Hexachrome Modification of Movat's Stain

A less than three-hour hexachrome modification of Movat's pentachrome stain is described, its various steps discussed, and its principal uses in histopathology presented. The hexachrome procedure consistently yields good results, with excellent and colorful differentiation of muscle, various connective tissue components, mucinous secretions and intra-cytoplasmic structures in human and animal tissues obtained surgically or at autopsy. Alternative abbreviated procedures for muscle-connective tissue differential staining and for study of nuclear detail are also described.     

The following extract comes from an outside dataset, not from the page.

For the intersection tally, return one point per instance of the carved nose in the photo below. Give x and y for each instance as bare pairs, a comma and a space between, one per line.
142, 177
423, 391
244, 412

A Modification of the Tannic Acid Phosphomolybdic Acid-Dye Stain for Demonstrating Myoepithelial Cells in Formalin Fixed Tissue

A modified tannic acid-phosphomolybdic acid-dye procedure is used for staining myoepithelial cells in formalin fixed surgical and autopsy material. Paraffin section are brought to water, mordanted for 1 hr in Bouin's fixative previously heated to 56 C, cooled while still in Bouin's, rinsed in tap water until sections are colorless, rinsed in distilled water, treated with 5% aqueous tannic acid 5-20 min, rinsed in distilled water 30 sec or less, treated with 1% aqueous phosphomolybdic acid 10-15 min, rinsed 30 sec in distilled water, rinsed in methanol, stained 1 hr in a saturated solution of amido black or phloxine B in 9:l methanol:acetic acid, rinsed in 9:l methanol:acetic acid, dehydrated, cleared and mounted. Myoepithelial cells of sweat, lacrimal, salivary, bronchial, and mammary glands are blue-green with amido black or pink with phloxine B. Fine processes of myoepithelial cells are well delineated. Background staining is minimal and the procedure is highly reproducible.